De demonisering van de arbeidersklasse
I have already posted on Owen Jones’s Chavs: The Demonization of The Working Class (see here and here). Another good subtitle for this book could be “the not-so-hidden injuries of class” (to riff on Richard Sennett’s classic book). If Jones is not a sociologist, he should be one because his book is a perfect illustration of the sociological imagination with its focus on structure / history /power regarding the treatment of the working class.
If one expects an exotic description of the Chav culture, one will be disappointed. What Jones does is take this social phenomenon: the stigmatization of the working class by the political and media sphere (with their capacity to spread prejudice and stereotypes) and retraces the roots of that phenomenon, culturally, structurally and politically. He examines when the concept of Chavs as the target for so much social contempt emerged, who created it, who benefits from it and what are the real social consequences for the targets of such stigmatization.

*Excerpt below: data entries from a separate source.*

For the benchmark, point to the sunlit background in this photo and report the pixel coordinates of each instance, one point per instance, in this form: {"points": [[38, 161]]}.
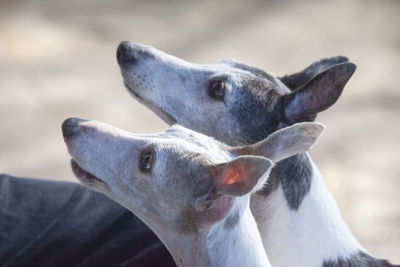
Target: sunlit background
{"points": [[57, 60]]}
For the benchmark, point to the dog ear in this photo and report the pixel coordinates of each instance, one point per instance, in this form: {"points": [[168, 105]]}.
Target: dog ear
{"points": [[228, 180], [241, 175], [318, 94], [285, 142], [297, 80]]}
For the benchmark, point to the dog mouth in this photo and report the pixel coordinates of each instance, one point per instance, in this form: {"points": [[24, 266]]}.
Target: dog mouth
{"points": [[161, 113], [83, 175]]}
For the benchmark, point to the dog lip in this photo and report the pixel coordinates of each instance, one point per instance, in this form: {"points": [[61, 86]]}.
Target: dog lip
{"points": [[161, 113], [83, 175]]}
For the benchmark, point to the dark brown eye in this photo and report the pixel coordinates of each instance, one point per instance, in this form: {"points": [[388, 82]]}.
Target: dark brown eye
{"points": [[217, 90], [146, 160]]}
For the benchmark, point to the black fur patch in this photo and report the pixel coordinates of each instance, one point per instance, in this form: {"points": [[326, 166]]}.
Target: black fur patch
{"points": [[359, 259], [295, 173], [296, 80], [257, 110]]}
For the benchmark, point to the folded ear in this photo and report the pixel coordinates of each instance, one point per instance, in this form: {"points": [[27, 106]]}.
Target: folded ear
{"points": [[318, 94], [297, 80], [241, 175], [286, 142]]}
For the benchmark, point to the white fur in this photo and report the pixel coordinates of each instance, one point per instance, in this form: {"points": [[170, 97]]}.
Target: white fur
{"points": [[113, 156], [314, 233]]}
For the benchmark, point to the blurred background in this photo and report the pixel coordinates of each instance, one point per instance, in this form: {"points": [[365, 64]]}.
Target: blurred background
{"points": [[57, 59]]}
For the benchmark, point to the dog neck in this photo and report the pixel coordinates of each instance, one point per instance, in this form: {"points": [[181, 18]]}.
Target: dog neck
{"points": [[298, 219], [234, 241]]}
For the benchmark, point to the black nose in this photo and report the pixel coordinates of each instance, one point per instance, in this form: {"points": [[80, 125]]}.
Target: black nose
{"points": [[70, 126], [126, 53]]}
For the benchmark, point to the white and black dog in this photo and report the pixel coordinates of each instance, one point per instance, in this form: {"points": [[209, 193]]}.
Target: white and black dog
{"points": [[298, 219]]}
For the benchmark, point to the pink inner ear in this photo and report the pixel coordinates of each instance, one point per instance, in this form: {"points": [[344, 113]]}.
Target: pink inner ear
{"points": [[231, 177]]}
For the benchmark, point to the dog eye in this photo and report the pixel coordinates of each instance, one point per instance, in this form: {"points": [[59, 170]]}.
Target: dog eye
{"points": [[146, 160], [217, 90]]}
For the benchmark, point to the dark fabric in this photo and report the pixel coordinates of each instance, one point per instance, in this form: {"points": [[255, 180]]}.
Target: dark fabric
{"points": [[47, 223]]}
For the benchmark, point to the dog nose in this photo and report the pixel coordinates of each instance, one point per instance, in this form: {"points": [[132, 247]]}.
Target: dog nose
{"points": [[126, 53], [69, 127]]}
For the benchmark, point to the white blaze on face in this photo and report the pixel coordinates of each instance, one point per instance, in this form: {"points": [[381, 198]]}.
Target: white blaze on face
{"points": [[177, 90], [114, 157]]}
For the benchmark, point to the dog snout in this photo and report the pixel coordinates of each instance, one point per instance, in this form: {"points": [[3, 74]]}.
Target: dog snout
{"points": [[70, 127], [127, 52], [131, 53]]}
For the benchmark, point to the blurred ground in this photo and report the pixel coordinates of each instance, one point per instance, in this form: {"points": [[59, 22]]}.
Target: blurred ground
{"points": [[57, 59]]}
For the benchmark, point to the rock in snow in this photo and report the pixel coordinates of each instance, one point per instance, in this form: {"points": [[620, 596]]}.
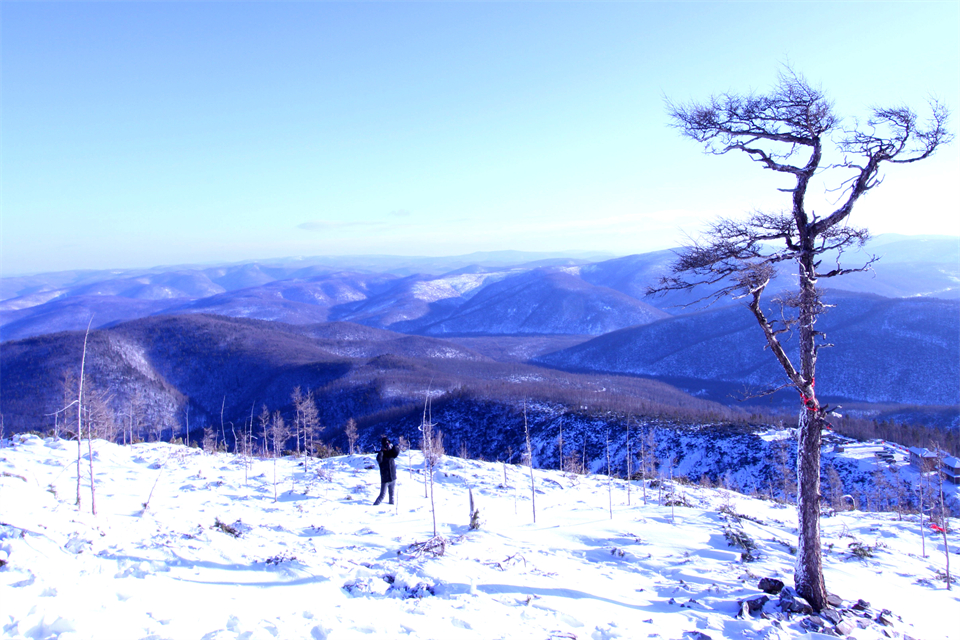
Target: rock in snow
{"points": [[310, 557]]}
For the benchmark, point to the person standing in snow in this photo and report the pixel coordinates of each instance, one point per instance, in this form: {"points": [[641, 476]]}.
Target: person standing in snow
{"points": [[387, 461]]}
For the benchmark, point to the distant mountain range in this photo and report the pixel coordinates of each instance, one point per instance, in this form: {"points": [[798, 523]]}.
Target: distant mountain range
{"points": [[166, 370], [896, 328], [506, 293], [903, 350]]}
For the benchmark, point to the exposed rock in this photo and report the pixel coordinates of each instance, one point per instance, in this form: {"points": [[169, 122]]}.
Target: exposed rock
{"points": [[770, 585], [885, 618], [861, 605], [791, 602], [831, 615], [816, 622], [751, 605]]}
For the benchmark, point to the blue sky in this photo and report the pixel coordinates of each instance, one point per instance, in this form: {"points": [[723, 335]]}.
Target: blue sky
{"points": [[137, 134]]}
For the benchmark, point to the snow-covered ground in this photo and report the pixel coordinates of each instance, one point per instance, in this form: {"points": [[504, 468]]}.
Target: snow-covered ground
{"points": [[322, 562]]}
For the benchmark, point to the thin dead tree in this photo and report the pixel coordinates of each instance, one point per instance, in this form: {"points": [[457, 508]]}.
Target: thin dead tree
{"points": [[83, 362], [944, 524], [609, 477], [350, 430], [629, 462], [786, 131], [433, 451], [529, 460]]}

For Owens, the roots of the stigmatization of the Chavs are to be found in Thatcherism. The policies implemented by Margaret Thatcher and pretty much every British administration have resulted in deliberately breaking the backs of the unions and destroying the industrial working class, thereby succeeding in deindustrializing Great Britain. As a result, and unsurprisingly, these policies left a lot of working class communities devastated with no job prospects, surviving on precarized and low-paying occupations and public benefits.